Technically not a drawing, but the outcome of some Photoshop experimentation to see if I could turn the Tangerine Dream Zeit album cover into an image suitable for a wall poster. I think it came out well, but the above version #2 - combining the original cover, back cover, and part of an alternate cover - seems a little more jumbled than my next try, version #3, just expanding the original cover a bit: I like this simple version better, but I'm not committing to either right now; it was just an experimental idea to see if it was feasible, and also to practice some Photoshop. A final version would need a little more work on the blend of the cover, which is a quick hack right now. Drawing, designing, Photoshopping every day. -the Centaur P.S. 1800 words. Starting to get a little more rhythm in the story. Rough draftiness:
Nyissa stood in the doorway, thin as a ghost, pale as paper, blood raining down her chin and spilling over her hospital gown like something out of a horror movie. A nurse stood behind her in fear, and for the briefest instant, I thought she’d awakened in the surgery and slain her doctors in a blood rage. But she held a dripping transfusion bag clenched in one hand, no doubt ripped from the IV stand she held for support.Actually, the Zeit album inspired this scene, as the moody first track matched Dakota's mood, and Nyissa awakens from her injuries when she hears Dakota distraught in the next room.
Quick Sharpie sketch of Dita von Teese. Not bad overall, but I ended up badly screwing up the proportions and made her face so tall I had to shrink it vertically about 10%, which ... actually, wasn't so bad, compared to the original: Ran across a more fetish-themed image of her as I was trying to design a waitress for a scene in SPIRAL NEEDLE; I judged said picture was too steamy for this drawing series, and the waitress ended up in a different outfit anyway, so you get a sketch of a glamour shot instead. Drawing every day. -the Centaur P.S. 1700+ words on SPIRAL NEEDLE. Ahead of the wordcount, behind on how much I need to do to catch up, but at least, catching up is happening now.

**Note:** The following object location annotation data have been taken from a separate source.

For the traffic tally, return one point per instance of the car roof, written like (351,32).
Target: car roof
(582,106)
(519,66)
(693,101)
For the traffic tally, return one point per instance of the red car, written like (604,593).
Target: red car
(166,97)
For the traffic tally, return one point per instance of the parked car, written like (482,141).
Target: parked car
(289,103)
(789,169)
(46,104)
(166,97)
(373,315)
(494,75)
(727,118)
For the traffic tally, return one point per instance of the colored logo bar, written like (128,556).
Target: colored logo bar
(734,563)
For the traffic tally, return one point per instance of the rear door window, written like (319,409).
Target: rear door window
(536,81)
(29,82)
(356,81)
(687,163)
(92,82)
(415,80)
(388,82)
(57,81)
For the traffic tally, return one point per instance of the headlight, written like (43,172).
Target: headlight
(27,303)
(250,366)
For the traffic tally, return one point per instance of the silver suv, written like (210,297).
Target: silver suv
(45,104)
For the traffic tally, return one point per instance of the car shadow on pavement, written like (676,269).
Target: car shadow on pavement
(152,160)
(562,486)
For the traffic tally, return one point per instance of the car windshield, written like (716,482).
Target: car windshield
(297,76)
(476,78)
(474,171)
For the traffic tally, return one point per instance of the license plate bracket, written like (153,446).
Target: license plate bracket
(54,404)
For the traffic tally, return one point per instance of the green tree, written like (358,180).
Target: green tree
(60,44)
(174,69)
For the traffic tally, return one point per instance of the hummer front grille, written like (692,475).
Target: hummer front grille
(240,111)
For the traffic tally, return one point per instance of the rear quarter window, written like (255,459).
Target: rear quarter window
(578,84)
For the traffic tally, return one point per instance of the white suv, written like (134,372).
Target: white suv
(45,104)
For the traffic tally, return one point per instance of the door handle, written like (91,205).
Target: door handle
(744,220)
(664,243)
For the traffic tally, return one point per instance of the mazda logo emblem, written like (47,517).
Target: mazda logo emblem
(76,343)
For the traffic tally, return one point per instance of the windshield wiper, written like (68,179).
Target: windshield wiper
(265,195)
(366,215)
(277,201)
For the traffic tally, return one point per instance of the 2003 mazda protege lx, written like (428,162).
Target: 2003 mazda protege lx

Super quick sketch of Patrick Troughton. Drawing every day. And wrote 1100 words. -the Centaur
Sharpie sketch of Leslie Nielsen, another actor who has played a vampire (came up with Dakota mocking (in her head) a vampire she met). Roughed in non-repro blue, which was surprisingly easy to remove in Photoshop, but actually made it a little bit hard to tweak the roughs to get the landscape right (hence the tilted smile) and Sharpies, while forcing me to work quickly and helping me learn the role of blacks and whites in composition, are still doing no favors on the rendering. Drawing every day. -the Centaur P.S. 1900+ words on SPIRAL NEEDLE. Onward.
Quick Sharpie sketch of Roger Moore. Head's a bit squashed, but it's not too bad. I admit, I threw my first drawing away and made myself start over, rather than deal with one messed up line in his right jawline. It's interesting to me how much of the character of even a very young Roger Moore is made up not just by that whale of a jaw, but by the subtle lines all over his face. He was strangely old even when young. Drawing every day. -the Centaur P.S. Only ~800 words today, which was quite a struggle. Roger Moore came up very tangentially when Dakota was snarking about a vampire looking like a cross between Roger Moore and Leslie Nielsen.